A sense of loss has permeated our thoughts in recent years and in bleak moments I seem to face genetic as well as educational extinction. This is not a noble sentiment but it influences my behaviour and drives me on, even when it seems that I have nothing left to prove. As a result, this blog combines the private, personal and professional in a serious attempt to understand and perhaps justify my life and to explain what I thought I was doing and why. I have no religion but seem to have inherited a Puritanical mindset that is not easily set aside.
This on-line blog-memoir is framed as an historical narrative, with myself as the omniscient observer and author, even when this is an implausible pose, recording the twists and turns of fate and my own perceptions as I hurtle towards the future and death. I rely upon my own memory; my personal and fairly extensive hoard of primary sources, family documents and photographs; and my father's archive of papers and memorabilia, now placed with the Mass Observation Archive at Sussex University. I have published a considerable number of articles and monographs about my professional experiences and have preserved detailed records of events at the institutions with which I have been connected.

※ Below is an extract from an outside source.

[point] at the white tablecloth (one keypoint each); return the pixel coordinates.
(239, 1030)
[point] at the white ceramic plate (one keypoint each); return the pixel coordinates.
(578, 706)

From the spring of 1956 until the autumn of 2005, I wrote regular letters home and sent my parents copies of anything that I found or published or otherwise generated. I tried to involve them in my life and knew that they were very proud of me. The saddest gift my father gave me, a couple of years before he died, was the complete set of papers, a carefully filed and dated 'Bernard' archive. I felt as if he were returning love letters. In fact, I suspect he had always envisaged this last gesture and was preparing for his own death.
I write as honestly as decency permits but I am well aware that this is my memoir and my perceptions and that other people may view everything from quite another point of view. I know, too, that memory is not an indelible photograph but a soup constantly bubbling on the stove, improved, enhanced and changed by new spices and sauces. We are consistent in our personalities and attitudes (towards risk, for example) but we are changed by time and struggle to admit or remember discomfiting episodes from youth. There is also an unacknowledged editorial presence in our choice of memories, sources, stories and words. We hold the video-camera at our own lives and make sure that the film clips are consistent with our mature selves. All writing is about impression management, and this applies especially to autobiographical endeavours. So I acknowledge that this is a self-conscious and self-aware account of myself and leave you to draw your own conclusions about the writer and his life.